Die für diesen Beitrag ausgewählten Zitate sind den Interviewtranskripten entnommen und dienen der Illustration der Ergebnisse. Sie sind nicht als ausschließliche Interpretationsgrundlage zu sehen. Ausgewählt wurden solche Zitate, die die jeweilige Ausprägung einer Dimension möglichst prägnant darstellen.

4 Ergebnisse

Die Auswertung ergab fünf Dimensionen von interpersonalen Vertrauensbeziehungen im Bildungsverbund, die im Folgenden vorgestellt werden. Nach der Vorstellung werden die Dimensionen im Sinne einer Theorieentwicklung zueinander in Bezug gesetzt.

4.1 Individuelle Einstellung

Die Dimension der individuellen Einstellung hat sich im Verlauf der Auswertungen als grundlegende Dimension der hier vorgestellten Vertrauenstheorie herausgestellt.

Die Auswertung der Interviews weist auf verschiedene vertrauensbezogene Einstellungsausprägungen hin. Für die einen gilt Vertrauen als Notwendigkeit, weswegen sie eine hohe Neigung zeigen zu vertrauen. Für andere steht eher das Misstrauen im Fokus und sie weisen eine niedrige Neigung auf, sich gegenseitig zu vertrauen – zumindest vorerst. Zwischen den beiden Polen finden sich Abstufungen.

Für den Großteil der Befragten spielt Vertrauen im beruflichen Kontext eine wichtige Rolle oder wird gar als Grundvoraussetzung für eine erfolgreiche Zusammenarbeit erachtet.

Es ist die Basis für alles. (…) Ich würde es sogar noch höher bewerten als die fachliche Zusammenarbeit.

Darüber hinaus finden sich unter den Befragten solche, die ihren Netzwerkpartner/innen ein grundsätzliches Vertrauen entgegenbringen. Das bedeutet, dass sie bereits ohne gemeinsame Erfahrungswerte in eine Vertrauensvorleistung gehen.

Wenn ich ein Projekt anfange, vertraue ich erst mal allen gleichermaßen.

Sie sind bereit ihren Projektpartner/innen von vornherein Vertrauen entgegen zu bringen. Dieses Vertrauen wird im Laufe der Zusammenarbeit auf seine Berechtigung geprüft und den Erfahrungen angepasst, sodass eine Gleichverteilung des Vertrauens gegenüber allen Beteiligten dauerhaft nicht selbstverständlich ist.

Der größte Teil der Interviewten vertraut jedoch erst, nachdem die Beziehung durch einschlägige Erfahrungen geprüft wurde und ist nicht bereit a priori in Vorleistung zu gehen.
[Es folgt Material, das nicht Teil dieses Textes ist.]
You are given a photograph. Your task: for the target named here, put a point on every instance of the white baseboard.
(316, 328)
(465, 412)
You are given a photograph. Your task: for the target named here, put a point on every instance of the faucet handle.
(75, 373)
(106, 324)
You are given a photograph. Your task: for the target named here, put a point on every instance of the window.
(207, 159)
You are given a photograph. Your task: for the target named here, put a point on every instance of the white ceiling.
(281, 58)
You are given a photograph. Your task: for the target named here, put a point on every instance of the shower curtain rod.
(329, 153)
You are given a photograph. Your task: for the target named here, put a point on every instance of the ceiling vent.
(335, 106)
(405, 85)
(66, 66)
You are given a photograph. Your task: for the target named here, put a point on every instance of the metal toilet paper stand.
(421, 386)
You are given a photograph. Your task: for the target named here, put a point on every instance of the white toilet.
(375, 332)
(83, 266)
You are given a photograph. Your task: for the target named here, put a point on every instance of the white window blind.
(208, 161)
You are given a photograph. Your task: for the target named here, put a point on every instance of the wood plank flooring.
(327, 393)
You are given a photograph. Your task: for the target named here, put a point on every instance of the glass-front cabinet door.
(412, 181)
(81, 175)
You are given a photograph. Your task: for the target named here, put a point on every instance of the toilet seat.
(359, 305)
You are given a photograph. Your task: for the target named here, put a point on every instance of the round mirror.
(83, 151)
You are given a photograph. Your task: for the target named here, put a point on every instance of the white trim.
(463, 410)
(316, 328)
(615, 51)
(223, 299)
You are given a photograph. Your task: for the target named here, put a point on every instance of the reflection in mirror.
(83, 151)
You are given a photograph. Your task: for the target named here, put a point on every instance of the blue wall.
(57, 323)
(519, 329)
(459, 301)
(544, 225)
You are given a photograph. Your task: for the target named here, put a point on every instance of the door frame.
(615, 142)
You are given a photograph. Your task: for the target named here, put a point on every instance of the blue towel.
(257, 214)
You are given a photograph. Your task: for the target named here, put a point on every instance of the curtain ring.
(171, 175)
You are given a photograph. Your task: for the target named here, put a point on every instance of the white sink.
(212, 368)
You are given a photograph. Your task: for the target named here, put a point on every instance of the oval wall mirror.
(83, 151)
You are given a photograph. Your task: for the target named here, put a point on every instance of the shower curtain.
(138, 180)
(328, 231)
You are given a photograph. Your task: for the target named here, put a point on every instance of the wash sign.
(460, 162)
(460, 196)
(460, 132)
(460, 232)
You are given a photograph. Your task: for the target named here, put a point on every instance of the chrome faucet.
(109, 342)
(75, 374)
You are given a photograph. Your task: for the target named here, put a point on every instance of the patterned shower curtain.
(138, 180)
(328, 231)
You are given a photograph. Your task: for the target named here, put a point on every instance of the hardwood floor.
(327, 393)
Der Faktor ‚Zeit‘ spielt hierbei eine entscheidende Rolle. Grundsätzlich ist die Bereitschaft zu vertrauen jedoch gegeben.

Relativiert wird die Bedeutung von Vertrauen im Arbeitskontext von denjenigen, die Vertrauen als „toll“, aber nicht notwendig betrachten und ihren Netzwerkpartner/innen nicht mit einer vertrauensvollen Grundhaltung entgegentreten. Die Entwicklung einer Vertrauensbeziehung wird nicht angestrebt und sollte sie dennoch entstehen, tut sie das auf einer zwischenmenschlichen und nicht geschäftlichen Ebene.

Zwischen Geschäftspartnern (…), kann ich auch geschäftlich abrechnen. Partner und Vertrauen, da bin ich dann in diesem zwischenmenschlichen Bereich.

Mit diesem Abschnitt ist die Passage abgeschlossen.